A combination of initiatives provided the best results. The primary goals of one 12-month project was to educate 20 businesses about breastfeeding support in the workplace, engage 10 businesses in implementing the "business case for breastfeeding" and assess sustainability via documented policy and environmental changes and integration of the "lactation support program" into the business infrastructure [15]. More than 20 businesses were educated about the "business case for breast feeding", 17 engaged in the project and 14 significantly accelerated environmental changes, developed a "lactation support program", wrote policies and implemented physical and social environment changes (p≤0.001). A brief follow-up study revealed that all 14 employers maintained their programs eight months after the program ended, with accelerated change, policy enforcement and changes to the physical environment (p≤0.05). The "business case for breast feeding" provided an effective approach, as it helped employers to establish and maintain lactation support programs in the workplace across several cities [15]. Enabling women to continue breastfeeding at work has benefits for the infant, employee and organization [14].

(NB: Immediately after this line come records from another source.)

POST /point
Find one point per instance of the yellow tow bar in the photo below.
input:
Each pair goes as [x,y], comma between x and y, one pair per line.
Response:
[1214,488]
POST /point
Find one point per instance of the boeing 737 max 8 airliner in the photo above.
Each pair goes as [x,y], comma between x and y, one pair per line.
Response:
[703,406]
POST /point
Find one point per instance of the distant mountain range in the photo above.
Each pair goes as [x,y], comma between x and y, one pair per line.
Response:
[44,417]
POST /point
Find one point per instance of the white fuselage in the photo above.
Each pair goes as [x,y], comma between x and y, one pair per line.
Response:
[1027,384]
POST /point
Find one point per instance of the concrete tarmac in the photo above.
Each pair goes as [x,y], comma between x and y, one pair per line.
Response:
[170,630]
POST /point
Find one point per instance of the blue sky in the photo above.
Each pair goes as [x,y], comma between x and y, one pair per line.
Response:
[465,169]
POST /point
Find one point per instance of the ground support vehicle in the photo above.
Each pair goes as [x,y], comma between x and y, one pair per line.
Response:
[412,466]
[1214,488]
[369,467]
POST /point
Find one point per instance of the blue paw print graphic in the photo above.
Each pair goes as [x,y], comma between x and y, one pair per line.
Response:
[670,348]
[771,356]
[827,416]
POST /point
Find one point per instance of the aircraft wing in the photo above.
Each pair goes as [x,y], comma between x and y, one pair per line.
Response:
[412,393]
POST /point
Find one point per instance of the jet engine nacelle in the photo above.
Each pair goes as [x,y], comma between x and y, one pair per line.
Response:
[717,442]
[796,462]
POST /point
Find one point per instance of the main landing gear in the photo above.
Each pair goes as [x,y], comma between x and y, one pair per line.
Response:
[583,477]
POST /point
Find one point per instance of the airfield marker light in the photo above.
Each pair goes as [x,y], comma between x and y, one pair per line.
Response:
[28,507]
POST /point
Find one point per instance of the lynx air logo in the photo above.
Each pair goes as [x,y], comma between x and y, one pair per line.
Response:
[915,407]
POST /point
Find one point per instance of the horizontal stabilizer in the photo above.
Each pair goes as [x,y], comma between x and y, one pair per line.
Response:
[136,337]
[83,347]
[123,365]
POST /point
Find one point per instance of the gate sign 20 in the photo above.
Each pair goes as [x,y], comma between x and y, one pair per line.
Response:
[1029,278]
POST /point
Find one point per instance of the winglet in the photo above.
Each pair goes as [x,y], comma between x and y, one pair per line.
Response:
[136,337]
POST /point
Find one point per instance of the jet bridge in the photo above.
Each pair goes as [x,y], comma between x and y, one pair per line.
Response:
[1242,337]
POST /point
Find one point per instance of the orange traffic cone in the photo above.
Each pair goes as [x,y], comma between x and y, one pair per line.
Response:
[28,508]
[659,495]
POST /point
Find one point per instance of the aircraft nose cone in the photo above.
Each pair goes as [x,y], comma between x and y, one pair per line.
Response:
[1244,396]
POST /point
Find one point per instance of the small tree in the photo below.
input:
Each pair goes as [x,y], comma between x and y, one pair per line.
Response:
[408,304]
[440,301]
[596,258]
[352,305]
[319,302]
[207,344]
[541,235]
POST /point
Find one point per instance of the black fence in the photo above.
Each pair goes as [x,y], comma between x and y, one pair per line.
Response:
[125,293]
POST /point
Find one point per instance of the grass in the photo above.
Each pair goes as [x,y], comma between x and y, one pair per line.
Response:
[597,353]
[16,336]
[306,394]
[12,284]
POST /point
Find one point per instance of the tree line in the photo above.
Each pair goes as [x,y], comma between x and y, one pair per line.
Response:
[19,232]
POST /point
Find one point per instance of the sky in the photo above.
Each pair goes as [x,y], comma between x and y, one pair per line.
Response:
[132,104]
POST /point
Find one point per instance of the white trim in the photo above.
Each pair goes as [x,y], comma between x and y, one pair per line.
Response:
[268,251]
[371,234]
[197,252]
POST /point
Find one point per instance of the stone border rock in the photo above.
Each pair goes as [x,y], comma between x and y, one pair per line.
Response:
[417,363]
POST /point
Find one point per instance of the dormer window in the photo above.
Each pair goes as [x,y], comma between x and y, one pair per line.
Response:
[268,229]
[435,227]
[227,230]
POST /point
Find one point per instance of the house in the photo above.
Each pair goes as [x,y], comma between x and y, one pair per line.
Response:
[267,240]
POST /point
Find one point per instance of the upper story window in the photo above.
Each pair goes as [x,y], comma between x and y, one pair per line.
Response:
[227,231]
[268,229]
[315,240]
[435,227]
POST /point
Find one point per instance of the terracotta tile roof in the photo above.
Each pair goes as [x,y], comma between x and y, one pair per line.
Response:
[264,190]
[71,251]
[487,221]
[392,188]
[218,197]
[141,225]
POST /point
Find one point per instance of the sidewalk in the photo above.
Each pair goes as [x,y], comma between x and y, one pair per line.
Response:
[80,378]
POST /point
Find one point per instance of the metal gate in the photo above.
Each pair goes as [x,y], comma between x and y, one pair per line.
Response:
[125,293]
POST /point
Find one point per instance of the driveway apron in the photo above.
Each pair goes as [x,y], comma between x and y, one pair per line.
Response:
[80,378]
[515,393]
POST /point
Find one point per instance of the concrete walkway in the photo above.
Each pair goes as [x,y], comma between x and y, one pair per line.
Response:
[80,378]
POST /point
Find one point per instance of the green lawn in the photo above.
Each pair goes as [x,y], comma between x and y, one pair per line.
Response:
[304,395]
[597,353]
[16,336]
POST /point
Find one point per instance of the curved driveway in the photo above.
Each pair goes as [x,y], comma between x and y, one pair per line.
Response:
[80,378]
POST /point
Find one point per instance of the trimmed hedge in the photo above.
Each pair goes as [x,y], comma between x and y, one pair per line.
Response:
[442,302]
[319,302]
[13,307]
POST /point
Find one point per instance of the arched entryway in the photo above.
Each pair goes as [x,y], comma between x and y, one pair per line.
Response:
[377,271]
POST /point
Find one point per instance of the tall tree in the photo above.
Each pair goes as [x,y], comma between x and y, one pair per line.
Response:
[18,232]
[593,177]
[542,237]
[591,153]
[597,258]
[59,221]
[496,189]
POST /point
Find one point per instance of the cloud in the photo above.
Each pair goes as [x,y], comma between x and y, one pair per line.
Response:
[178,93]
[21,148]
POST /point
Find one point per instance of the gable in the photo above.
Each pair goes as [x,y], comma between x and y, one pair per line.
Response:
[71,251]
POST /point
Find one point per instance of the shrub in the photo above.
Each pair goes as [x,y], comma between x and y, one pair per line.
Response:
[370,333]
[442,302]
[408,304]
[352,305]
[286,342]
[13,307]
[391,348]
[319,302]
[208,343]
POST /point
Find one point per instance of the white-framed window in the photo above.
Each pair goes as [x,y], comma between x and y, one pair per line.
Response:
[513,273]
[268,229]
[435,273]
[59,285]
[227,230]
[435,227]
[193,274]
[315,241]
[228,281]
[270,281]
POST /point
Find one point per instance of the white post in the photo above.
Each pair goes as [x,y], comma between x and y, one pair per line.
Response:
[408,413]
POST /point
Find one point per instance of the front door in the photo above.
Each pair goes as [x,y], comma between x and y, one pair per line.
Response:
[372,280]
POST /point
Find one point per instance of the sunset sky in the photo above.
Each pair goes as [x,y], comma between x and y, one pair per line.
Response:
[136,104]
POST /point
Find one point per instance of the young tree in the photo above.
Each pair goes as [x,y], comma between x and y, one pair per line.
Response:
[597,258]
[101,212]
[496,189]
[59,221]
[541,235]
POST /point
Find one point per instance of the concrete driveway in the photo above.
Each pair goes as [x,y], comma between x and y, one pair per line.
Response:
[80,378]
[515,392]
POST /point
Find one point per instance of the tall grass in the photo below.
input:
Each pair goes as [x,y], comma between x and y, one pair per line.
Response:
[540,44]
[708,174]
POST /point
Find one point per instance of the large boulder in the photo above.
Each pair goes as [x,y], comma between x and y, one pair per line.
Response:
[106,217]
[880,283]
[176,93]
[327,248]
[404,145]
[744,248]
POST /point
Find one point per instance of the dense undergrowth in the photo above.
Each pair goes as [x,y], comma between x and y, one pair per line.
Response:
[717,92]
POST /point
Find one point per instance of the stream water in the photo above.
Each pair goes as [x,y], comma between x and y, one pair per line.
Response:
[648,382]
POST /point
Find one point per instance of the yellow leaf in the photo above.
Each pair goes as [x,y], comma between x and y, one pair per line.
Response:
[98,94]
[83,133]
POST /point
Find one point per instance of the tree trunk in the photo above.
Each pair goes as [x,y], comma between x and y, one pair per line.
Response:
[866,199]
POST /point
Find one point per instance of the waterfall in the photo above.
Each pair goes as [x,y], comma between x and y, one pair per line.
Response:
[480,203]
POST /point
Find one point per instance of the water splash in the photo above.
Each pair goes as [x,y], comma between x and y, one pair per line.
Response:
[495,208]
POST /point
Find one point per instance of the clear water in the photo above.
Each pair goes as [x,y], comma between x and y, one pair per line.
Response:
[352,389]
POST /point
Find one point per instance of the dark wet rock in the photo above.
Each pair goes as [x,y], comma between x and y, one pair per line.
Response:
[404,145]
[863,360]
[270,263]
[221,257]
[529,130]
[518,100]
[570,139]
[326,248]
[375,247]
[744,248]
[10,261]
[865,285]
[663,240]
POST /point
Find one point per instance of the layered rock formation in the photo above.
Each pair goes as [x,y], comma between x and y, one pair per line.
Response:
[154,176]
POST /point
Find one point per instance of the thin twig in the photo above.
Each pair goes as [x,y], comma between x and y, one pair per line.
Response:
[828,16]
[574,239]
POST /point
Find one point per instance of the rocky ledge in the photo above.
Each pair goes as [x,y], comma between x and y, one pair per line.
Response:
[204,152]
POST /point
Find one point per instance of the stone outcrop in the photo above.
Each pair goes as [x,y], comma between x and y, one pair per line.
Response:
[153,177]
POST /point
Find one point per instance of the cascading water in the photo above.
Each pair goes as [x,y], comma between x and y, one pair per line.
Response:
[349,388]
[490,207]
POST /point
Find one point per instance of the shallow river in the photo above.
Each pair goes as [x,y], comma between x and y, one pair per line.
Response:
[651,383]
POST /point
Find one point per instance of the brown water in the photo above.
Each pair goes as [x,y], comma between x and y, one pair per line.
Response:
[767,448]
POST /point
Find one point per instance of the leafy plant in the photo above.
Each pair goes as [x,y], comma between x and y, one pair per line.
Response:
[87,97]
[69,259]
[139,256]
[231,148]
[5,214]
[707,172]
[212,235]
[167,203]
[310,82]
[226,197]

Our study found that the prevalence of EBF in Indonesia was 32.3 that 21.5% of the mothers were exposed to a proper dedicated breastfeeding support facility and that only 7.5% were able to benefit from a breastfeeding support program at their workplace. A proper dedicated breastfeeding facility increased EBF practice three times and a breastfeeding support program at the workplace increased EBF practice almost six times. It is likely that the combination of both of these initiatives is the key to success. Therefore, governments should force employers to offer breastfeeding support programs and facilities in the workplace.


Ray W Basrowi is Nestlé employee; Yvan Vandenplas is consultant for Biocodex and United Pharmaceuticals.